Dès le début je sens que les sensations sont bonnes. je part à très bonne allure sans avoir l’impression de forcer. j’ai la bouche fermé et je roule à plus de 40 face au vent. je suis rassuré. km 50, un concurrent me double et se rabat devant moi, je ne freine pas assez fort et au lieu de mettre 20 seconde pour me mettre à 7m (c’est la règle ici) j’en met peut être 25. 5 secondes qui me coutent une pénalité de 4min d’arrêt. Je ne m’affole pas, j’ai de telles jambes que je comblerai mon retard. je repart très fort; mais toujours sans avoir l’impression d’être à bloc. je mange et je bois énormément, environ 1L tout les 15 km. arrivé au bout de l’ile, le vent souffle terriblement, encore plus que sur le reste du parcours. j’ai 100 bornes au compteur et je roule ( sans compter mon arrêt) a plus de 39 de moy, je suis sur des bases de 4h45… le parcours est loin d’être plat. en réalité il n’y a pas un mètre de plat, on est toujours en prise dans des faux plats montants ou descendants avec du vent dans la tronche, c’est usant. un français qui l’a fait plusieurs fois, m’a annoncé entre 1200 et  1500m de dénivelé.

Km103, mon calvaire commence, il ne s’achèvera que la ligne franchie.
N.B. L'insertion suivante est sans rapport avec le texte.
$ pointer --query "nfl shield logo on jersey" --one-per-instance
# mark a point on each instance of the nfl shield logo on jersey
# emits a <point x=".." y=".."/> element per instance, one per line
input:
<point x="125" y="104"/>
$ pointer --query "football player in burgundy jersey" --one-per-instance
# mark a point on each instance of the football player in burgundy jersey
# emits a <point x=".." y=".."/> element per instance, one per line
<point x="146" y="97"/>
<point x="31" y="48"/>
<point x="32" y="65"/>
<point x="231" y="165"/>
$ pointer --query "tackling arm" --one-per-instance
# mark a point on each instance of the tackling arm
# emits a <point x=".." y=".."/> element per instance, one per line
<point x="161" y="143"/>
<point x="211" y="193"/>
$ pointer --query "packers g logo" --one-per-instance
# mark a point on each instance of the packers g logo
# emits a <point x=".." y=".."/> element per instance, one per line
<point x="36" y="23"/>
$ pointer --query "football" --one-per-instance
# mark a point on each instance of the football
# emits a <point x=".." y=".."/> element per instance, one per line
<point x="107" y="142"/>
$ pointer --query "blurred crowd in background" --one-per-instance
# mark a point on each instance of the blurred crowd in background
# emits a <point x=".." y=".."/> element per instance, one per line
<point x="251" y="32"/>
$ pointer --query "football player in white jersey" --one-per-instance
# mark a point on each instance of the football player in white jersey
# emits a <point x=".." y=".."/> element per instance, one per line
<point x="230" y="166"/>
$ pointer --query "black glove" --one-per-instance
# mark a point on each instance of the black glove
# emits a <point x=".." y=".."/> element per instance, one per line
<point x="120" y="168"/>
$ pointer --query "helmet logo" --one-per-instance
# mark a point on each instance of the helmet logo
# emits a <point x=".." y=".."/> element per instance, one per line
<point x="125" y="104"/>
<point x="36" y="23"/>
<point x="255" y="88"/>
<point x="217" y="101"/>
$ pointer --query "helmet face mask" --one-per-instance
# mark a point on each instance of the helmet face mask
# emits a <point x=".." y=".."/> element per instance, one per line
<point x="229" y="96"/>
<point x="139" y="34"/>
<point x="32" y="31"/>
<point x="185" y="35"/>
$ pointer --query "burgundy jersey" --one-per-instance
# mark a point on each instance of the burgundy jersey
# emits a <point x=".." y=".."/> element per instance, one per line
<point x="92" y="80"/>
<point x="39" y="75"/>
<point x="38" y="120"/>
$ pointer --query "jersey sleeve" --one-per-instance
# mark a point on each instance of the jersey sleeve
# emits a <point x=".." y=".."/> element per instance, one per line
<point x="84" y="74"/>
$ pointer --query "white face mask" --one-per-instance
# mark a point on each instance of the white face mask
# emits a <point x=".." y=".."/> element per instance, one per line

Une rafale de vent me fait faire un écart et en écartant les jambes pour me rééquilibrer, des crampes partout: vase intérieur, extérieur, isquio, adducteur.

je ne peux plus effectuer un seul mouvement. heureusement je suis en descente et je tente tant bien que mal de m’étirer. je bois, je bois et réussi à refaire tourner les jambes. mais impossible d’appuyer sur les pédales. Il me reste pas loin de 80 km avec une grosse partie vent de face (et quand ici on dit vent, on pèse ses mots, moi je dirai plutôt rafale. c’est un vrai calvaire. tous les deux km je suis obligé de m’arrêter de pédaler 500M. au début je pense que c’est une déshydratation vu la chaleur et l’humidité. à ce moment là je suis quasiment persuadé que j’aurai du mal à finir la course. je continue comme ça en roulotant, luttant contre les crampes . et en buvant et mangeant énormément.

Résultat je suis pris de vomissement 5 fois sur le vélo, mais ça ne m’affole pas plus que ça, je sais que c’est le trop plein d’eau.

à 30km, je comprends enfin ce qui m’arrive: sur une énième crampe , je tire sur ma combi au niveau des cuisses pour soulager la pression. résultat les crampes disparaissent comme par magie. malheureusement, je ne peux pas rouler en tenant ma combi. j’essaye de la déchirer au niveau des cuisses mais sans succès.

arrive enfin la fin du vélo. je finis en 5h09  pénalité inclue. c’est correct mais a des années lumières du temps  que j’étais parti pour faire.

j’en bave pour me changer, j’ai horriblement mal au jambes (80 km de crampes, ça laisse des traces au niveau musculaire) et je n’arrive même pas à mettre mes chaussures, je suis obligé de demander à un des bénévoles de me les enfiler. je me demande comment je vais réussir a me relever de ma chaise et faire un marathon.

Dès le début de la course à pied, je vois tout de suite que je n’ai aucunes jambes, le marathon va être long. j’en bave, je n’avance pas et j’ai encore des crampes. au premier ravito, je trouve enfin des ciseaux, je coupe ma tri et tout de suite les crampes disparaissent et elles ne reviendrons plus. le reste de la course est très dure et très long. le parcours est particulièrement dur et ennuyeux. ceux sont de longue ligne droite de 10km, exposé au vent et au soleil.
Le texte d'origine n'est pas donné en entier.